Ai Rozzi il grande Boris Belkin e il suo violino fatato

Il grande concertista russo e l’Orchestra Regionale della Toscana in un concerto diretto da Luciano Acocella, tra Beethoven, Sciarrino e Bruch

Uno dei più attesi appuntamenti del Chigiana International Festival 2017 sarà domani alle 21.15 nel Teatro dei Rozzi di Siena, dove avrà luogo il concerto dell’Orchestra della Toscana diretta da Luciano Acocella con la presenza di un solista d’eccezione, il violinista Boris Belkin che fin dal 1986 è docente dei corsi di perfezionamento estivi dell’Accademia Chigiana.

Il programma si apre nel segno di Sciarrino, il compositore e docente chigiano del quale l’Accademia festeggia quest’anno il settantesimo compleanno: suo è l’Autoritratto nella notte che precede l’ampio affresco del Primo Concerto per violino e orchestra di Bruch, uno dei cavalli di battaglia di Belkin. La seconda parte sarà interamente dedicata alla Sinfonia n. 2 op. 36 di Beethoven.

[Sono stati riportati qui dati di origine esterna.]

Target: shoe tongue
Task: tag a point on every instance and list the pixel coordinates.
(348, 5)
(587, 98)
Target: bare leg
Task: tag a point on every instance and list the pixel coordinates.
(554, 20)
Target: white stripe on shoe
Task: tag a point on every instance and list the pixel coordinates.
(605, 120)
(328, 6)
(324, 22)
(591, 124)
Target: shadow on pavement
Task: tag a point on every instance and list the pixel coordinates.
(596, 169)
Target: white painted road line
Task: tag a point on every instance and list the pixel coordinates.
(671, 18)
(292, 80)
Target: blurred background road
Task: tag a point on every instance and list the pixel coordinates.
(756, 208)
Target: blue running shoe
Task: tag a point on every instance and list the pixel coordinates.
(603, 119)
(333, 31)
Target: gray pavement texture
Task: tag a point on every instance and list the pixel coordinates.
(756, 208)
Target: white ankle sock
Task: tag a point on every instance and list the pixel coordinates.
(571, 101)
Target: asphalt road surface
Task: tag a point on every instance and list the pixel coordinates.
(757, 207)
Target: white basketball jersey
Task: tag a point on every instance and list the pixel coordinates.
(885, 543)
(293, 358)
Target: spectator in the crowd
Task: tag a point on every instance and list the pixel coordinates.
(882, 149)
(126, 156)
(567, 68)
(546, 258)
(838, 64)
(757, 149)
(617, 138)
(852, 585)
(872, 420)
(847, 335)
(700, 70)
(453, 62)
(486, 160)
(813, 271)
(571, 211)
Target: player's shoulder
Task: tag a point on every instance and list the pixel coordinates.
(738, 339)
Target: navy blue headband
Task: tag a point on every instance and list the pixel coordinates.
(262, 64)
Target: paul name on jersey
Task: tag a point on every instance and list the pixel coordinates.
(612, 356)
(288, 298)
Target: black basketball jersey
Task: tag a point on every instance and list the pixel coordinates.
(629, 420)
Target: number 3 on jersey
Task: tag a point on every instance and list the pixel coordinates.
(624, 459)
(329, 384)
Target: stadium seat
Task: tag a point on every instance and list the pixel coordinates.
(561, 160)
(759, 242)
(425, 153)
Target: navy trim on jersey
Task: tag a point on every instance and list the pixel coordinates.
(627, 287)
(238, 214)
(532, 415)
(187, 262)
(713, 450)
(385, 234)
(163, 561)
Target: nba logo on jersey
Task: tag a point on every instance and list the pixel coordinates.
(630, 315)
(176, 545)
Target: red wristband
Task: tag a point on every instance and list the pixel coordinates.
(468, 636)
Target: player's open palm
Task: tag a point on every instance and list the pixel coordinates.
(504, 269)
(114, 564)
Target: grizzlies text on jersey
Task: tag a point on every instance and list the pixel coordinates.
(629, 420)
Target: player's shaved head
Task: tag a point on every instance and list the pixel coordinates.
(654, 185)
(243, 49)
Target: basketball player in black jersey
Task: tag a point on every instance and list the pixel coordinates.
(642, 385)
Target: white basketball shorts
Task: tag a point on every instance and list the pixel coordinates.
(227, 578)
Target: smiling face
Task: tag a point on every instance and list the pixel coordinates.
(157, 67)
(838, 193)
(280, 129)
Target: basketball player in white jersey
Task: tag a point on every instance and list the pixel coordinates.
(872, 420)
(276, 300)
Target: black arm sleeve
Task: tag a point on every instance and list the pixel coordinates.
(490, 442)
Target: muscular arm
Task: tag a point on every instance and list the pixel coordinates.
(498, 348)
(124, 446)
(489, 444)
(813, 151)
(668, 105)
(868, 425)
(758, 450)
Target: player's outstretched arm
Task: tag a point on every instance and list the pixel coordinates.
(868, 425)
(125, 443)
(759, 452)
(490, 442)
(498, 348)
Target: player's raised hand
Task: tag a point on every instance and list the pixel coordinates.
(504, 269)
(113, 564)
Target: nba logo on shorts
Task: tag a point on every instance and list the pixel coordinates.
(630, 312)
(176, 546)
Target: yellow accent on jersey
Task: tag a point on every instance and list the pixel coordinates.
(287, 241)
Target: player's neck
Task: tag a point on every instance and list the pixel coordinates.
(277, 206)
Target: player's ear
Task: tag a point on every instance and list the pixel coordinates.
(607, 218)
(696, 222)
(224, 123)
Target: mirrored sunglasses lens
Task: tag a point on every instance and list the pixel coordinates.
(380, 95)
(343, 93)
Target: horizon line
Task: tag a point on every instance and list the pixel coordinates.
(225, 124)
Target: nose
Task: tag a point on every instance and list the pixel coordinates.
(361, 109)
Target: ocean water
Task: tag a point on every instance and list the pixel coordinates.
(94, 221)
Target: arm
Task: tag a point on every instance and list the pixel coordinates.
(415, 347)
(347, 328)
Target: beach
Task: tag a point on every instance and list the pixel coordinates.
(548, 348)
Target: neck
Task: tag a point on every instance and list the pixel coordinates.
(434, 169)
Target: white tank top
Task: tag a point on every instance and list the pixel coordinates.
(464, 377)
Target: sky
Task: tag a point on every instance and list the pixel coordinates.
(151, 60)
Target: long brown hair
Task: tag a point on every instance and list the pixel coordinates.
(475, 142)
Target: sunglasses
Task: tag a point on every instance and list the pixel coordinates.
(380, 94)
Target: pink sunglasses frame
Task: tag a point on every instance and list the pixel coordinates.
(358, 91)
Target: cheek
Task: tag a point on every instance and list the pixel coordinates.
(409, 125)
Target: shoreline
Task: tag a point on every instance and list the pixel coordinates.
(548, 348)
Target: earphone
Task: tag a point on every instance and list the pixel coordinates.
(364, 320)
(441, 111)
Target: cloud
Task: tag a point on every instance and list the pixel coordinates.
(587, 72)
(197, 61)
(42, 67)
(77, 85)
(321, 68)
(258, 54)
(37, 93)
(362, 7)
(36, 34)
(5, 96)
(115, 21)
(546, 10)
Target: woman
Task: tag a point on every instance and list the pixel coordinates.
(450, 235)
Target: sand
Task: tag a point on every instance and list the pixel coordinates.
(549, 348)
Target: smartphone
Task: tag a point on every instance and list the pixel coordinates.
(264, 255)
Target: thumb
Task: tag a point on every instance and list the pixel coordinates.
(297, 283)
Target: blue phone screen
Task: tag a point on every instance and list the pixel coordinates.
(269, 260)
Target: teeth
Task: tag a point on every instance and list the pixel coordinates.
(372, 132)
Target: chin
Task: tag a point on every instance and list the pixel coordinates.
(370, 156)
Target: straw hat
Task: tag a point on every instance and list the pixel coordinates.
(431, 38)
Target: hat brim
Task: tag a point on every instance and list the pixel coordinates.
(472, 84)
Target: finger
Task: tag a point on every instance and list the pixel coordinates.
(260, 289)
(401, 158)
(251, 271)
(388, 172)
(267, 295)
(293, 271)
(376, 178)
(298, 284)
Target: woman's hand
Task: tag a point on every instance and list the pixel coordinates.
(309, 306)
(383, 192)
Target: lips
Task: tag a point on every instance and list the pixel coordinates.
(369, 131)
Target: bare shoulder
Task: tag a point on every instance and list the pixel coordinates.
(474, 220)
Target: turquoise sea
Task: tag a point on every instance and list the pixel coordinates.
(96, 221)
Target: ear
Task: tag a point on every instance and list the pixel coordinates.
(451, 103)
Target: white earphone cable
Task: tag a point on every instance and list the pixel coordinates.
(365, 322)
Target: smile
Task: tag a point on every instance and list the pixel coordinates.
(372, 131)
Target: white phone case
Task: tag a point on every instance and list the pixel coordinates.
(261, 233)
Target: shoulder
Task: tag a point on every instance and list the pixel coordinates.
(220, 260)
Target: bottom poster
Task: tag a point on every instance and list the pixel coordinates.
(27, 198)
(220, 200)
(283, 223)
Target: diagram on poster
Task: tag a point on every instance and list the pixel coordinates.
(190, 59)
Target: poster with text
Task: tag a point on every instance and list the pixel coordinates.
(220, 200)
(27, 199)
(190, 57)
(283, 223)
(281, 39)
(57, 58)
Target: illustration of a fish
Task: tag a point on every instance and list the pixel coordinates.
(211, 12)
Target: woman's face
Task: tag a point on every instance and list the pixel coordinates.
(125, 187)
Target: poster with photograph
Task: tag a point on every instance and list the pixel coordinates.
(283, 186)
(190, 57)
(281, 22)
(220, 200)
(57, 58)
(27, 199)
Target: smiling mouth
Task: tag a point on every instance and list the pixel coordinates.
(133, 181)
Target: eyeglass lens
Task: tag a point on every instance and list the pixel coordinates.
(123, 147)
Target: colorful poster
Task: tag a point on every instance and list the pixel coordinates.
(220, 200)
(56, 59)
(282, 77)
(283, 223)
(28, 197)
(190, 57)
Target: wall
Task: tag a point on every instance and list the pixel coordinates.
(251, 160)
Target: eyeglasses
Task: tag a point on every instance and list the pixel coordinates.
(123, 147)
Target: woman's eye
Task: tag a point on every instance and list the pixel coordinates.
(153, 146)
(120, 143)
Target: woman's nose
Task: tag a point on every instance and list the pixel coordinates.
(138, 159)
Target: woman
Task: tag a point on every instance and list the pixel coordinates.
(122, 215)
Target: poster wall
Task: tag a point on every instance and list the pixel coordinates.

Il concerto, realizzato con il contributo speciale di CVT – Centro Vendite Tecnologiche e Fises – Finanziaria Senese di Sviluppo, fa parte del cartellone EstatinSiena promosso dal Comune di Siena che raccoglie tutta l’offerta culturale della città per i mesi estivi (programma completo su www.comune.siena.it/ESTATinSIENA).

Boris Belkin tornerà a suonare per il Chigiana International Festival il prossimo 4 agosto nella chiesa di S. Agostino in un imperdibile recital con la pianista Lilya Zilberstein.

Vincitore del Concorso nazionale per violinisti sovietici nel 1972, Boris Belkin svolge una brillante carriera internazionale sia solistica sia da camera che lo ha visto collaborare, tra gli altri, con direttori quali Mehta, Bernstein, Maazel, Aškenazy, Muti, Rattle, Temirkanov. Molte le tournée in tutto il mondo e molte le incisioni discografiche insieme a prestigiosi solisti e direttori, che hanno conseguito importanti premi. Insegna alla Musikhoschschule di Maastricht. Dal 1986 Boris Belkin tiene uno dei corsi di violino all’Accademia Musicale Chigiana di Siena.

Fondata nel 1980, l’Orchestra della Toscana ha sede al Teatro Verdi di Firenze. È stata applaudita nei più importanti teatri italiani e nelle più importanti sale europee e d’oltreoceano. Interprete duttile di un ampio repertorio, che dalla musica barocca arriva fino ai compositori contemporanei, l’Orchestra ha da sempre riservato ampio spazio alla ricerca musicale al di là delle barriere fra i diversi generi. Il festival “Play It! La musica fORTe dell’Italia” è il manifesto più eloquente dell’impegno dell’Orchestra verso la contemporaneità. Incide per Sony Classical, Emi, Ricordi, Agorà e VDM Records.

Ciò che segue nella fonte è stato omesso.